JWT vs Session-based Auth
Differences, use cases, and when to use each
JWTs are self-contained tokens that carry user data (stateless). Session-based auth stores data on the server with only an ID in the cookie (stateful). JWTs scale better; sessions offer easier revocation.
Quick Comparison
| Feature | JWT | Session-based Auth |
|---|---|---|
| State Storage | Client-side (token) | Server-side (session store) |
| Scalability | Excellent (no server state) | Requires shared session store |
| Revocation | Difficult (needs blacklist) | Instant (delete session) |
| Size | Larger (carries claims) | Small (session ID only) |
| Server Lookup | Not needed (self-contained) | Required per request |
When to Use Each
When to Use JWT
Use JWTs for stateless APIs, microservice architectures, and mobile apps where server-side session storage is impractical or where services need to independently verify identity.

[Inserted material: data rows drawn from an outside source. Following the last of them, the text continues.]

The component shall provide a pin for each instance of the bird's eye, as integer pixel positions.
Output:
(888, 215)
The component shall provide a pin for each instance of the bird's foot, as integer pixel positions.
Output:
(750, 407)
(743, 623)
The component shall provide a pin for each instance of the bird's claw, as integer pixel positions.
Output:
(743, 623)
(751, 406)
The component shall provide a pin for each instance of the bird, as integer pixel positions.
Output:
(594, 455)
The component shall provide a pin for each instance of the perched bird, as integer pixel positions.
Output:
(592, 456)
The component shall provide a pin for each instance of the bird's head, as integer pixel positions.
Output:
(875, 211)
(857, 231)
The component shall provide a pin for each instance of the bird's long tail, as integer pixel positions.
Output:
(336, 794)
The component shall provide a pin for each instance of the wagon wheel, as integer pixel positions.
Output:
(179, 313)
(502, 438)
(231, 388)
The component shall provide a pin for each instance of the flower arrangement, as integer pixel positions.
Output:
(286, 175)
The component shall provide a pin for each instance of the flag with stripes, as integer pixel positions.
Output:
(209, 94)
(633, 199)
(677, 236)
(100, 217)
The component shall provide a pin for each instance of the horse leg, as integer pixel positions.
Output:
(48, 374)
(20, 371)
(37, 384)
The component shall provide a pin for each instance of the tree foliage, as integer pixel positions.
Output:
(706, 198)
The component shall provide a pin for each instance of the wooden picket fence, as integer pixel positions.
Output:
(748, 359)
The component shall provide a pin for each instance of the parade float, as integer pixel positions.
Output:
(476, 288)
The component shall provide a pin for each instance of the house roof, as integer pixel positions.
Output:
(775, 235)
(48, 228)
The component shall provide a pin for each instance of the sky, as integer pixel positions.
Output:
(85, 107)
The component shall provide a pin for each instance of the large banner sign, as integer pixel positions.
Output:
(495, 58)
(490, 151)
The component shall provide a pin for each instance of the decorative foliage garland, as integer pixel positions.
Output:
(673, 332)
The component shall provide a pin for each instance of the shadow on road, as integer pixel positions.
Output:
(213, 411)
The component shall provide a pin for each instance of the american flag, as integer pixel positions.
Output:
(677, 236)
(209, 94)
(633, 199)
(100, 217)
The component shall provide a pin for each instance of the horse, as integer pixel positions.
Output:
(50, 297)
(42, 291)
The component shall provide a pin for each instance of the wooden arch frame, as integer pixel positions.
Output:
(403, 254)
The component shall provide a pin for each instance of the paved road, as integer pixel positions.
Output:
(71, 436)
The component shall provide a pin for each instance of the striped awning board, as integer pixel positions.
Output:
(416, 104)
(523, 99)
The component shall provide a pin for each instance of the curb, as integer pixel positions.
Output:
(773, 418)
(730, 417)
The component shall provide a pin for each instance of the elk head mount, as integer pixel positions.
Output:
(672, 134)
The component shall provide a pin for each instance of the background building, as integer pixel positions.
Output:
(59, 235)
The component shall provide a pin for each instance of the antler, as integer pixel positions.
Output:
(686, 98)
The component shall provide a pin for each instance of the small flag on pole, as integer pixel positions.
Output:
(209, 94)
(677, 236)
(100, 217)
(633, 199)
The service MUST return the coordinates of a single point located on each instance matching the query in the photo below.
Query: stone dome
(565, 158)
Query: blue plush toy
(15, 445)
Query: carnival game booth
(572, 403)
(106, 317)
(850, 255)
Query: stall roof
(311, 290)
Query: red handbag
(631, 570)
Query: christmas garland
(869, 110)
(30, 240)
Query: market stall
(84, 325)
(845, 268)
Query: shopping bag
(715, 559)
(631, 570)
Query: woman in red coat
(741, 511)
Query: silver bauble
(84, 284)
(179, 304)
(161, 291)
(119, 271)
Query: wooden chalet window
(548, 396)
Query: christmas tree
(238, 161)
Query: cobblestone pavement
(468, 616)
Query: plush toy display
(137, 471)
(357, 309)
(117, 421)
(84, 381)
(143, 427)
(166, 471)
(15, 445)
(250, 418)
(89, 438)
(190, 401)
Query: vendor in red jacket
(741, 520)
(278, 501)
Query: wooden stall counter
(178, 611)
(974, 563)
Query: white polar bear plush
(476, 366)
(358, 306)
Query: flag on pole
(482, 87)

When to Use Session-based Auth
Use session-based auth for traditional web apps where you need instant revocation capability, smaller cookies, and don't need to scale across multiple services.
Pros & Cons
JWT
Session-based Auth
Verdict
Sessions for traditional web apps needing simple revocation. JWTs for APIs, SPAs, and microservices where statelessness and cross-service auth matter. Many apps use both: short-lived JWTs with server-side refresh tokens.